Patterns of squashed bugs line the eggshell walls, adding shades of mucky brown to the dirty grey. Ugh. The misery of the veterinarian’s. I had to share a ball with a beagle that had a brace round its neck. At first it was fun lifting the ball up with my teeth just to the side of him so every time he tried to bite at it he just bit the white rubber of the brace but it did start to get a bit tedious after a while. I’d much rather torture a healthy animal. There’s a picture on the wall of a man-child with cancer
ous moles in his eye sockets and a wasp’s nest beard sucking on a sickly yellow lollipop. Next to that is a sign with a white stick man praying into a toilet bowl that reads: “Smelly faeces? Headaches? Call this number. You could have pancreatic cancer.” Shit. I must have had it all my life. Just below the sign one of those white parrots with the yellow crest sits perched on a meter stick by the reception desk, half its neck chewed off. Its owner, a plump spectacled girl with curly hair keeps replacing its bandage when it turns purple with blood. Every time she does this, the animal bites at her fingers with its vicious-looking black beak and yells:
“HERRO!”
in a high-pitched screech. She tries to help it but it keeps slashing at her until she bursts into tears and sits down again in the waiting area. I give the animal a baleful look, but it just ignores me and stares dumbly at the gash in its neck, still shrieking:
“HERRO!”
to its burst arteries leaking blood onto its white wings. I thought those fuckers were meant to be smart. Obviously this is the village idiot of the species.
“But, doctor-”
Shirley getting hysterical again. Why does she take me here so often? I almost wish I did have a disease that I could pass onto her if only it would make her shut up.

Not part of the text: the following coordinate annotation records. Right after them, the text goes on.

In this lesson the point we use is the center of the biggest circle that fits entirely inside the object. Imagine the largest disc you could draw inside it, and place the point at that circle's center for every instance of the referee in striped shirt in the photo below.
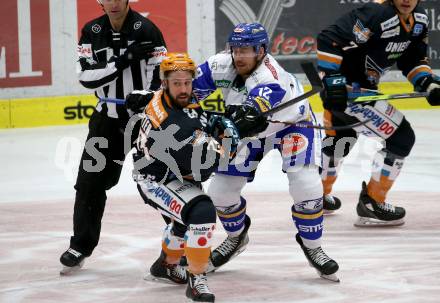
(118, 52)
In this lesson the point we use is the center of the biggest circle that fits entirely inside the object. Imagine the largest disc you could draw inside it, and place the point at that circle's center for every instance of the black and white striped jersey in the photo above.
(97, 49)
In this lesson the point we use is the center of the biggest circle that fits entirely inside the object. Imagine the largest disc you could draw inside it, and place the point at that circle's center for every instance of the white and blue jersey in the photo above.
(268, 86)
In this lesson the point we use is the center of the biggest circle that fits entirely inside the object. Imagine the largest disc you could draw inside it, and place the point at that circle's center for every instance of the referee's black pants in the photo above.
(99, 170)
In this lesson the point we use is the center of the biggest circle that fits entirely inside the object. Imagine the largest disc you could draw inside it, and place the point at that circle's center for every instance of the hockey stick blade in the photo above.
(312, 75)
(315, 81)
(389, 97)
(337, 128)
(113, 100)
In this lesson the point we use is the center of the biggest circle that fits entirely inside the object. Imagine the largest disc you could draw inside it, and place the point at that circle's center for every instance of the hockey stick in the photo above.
(315, 81)
(389, 97)
(337, 128)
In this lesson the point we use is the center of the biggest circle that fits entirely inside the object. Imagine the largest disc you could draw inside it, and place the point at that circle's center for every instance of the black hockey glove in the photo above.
(138, 99)
(431, 85)
(247, 119)
(334, 95)
(220, 128)
(134, 53)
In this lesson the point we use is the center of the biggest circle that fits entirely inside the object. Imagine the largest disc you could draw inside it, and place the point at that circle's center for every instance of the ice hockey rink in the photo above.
(398, 264)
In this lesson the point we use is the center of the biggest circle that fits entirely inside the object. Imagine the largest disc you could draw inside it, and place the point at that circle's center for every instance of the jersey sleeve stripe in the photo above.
(417, 72)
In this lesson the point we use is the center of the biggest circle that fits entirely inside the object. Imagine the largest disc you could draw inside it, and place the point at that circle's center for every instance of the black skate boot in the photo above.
(230, 248)
(372, 213)
(324, 265)
(72, 260)
(162, 271)
(330, 204)
(198, 290)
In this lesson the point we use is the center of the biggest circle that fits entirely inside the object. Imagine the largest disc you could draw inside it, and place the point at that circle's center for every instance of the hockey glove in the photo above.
(247, 119)
(334, 95)
(431, 85)
(134, 53)
(220, 128)
(138, 99)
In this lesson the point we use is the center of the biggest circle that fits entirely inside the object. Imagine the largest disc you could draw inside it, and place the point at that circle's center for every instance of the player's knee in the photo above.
(402, 141)
(201, 212)
(338, 147)
(305, 184)
(225, 190)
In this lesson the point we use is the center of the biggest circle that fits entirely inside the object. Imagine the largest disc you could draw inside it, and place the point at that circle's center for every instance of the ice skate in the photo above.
(372, 213)
(229, 248)
(330, 204)
(323, 264)
(197, 289)
(163, 272)
(72, 261)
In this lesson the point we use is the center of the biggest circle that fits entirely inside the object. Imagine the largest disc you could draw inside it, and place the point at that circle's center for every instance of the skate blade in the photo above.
(150, 278)
(331, 277)
(371, 222)
(212, 268)
(66, 270)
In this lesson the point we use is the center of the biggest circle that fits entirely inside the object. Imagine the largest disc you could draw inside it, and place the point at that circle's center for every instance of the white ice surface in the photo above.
(41, 163)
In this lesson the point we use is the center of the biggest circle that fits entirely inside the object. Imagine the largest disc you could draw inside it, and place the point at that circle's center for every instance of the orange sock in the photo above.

The TV set in the reception area beeps and whirrs into life before fading into a re-transmission of the latest television serial featuring the evil Todd Baron, swashbuckling mermaid-beater of the seven seas. In this latest instalment of the aquatic saga, Todd has captured the sensuous Bianca, Princess of Hammerhead Reef and daughter of Pedro the Royal Clam. In a particularly nasty turn of events, Todd Baron and his sneering assistant Dr Schnitzelgrüber have tied the Princess to a Giant Goby fish whose stomach has been filled with enough rocks to sink him to the bottom of the seabed. After tying her with seaweed to the poor rock-swallowing fool, Todd explains his intention to whip her skin to shreds and toss it to the local mako sharks. Bianca desperately tries to free herself from the dying Goby, but each struggle of her barnacled body only tightens the knots of seaweed, cutting into her skin and releasing little ribbons of crimson blood into the ocean. Todd Baron orders the sniggering Schnitzelgrüber to stand back, anchors his toes firmly into the seabed, and with one hand working away at the stiffening bulge in the front of his swimsuit swings the whip back with all his might. Bianca’s underwater screams are stifled when she swallows a stray piece of coral. Coughing and spluttering, she turns away from Todd and bites into the goby’s flesh to try and absorb the pain. The goby’s eyes dart back and forth quizzically as she bites into his soft belly.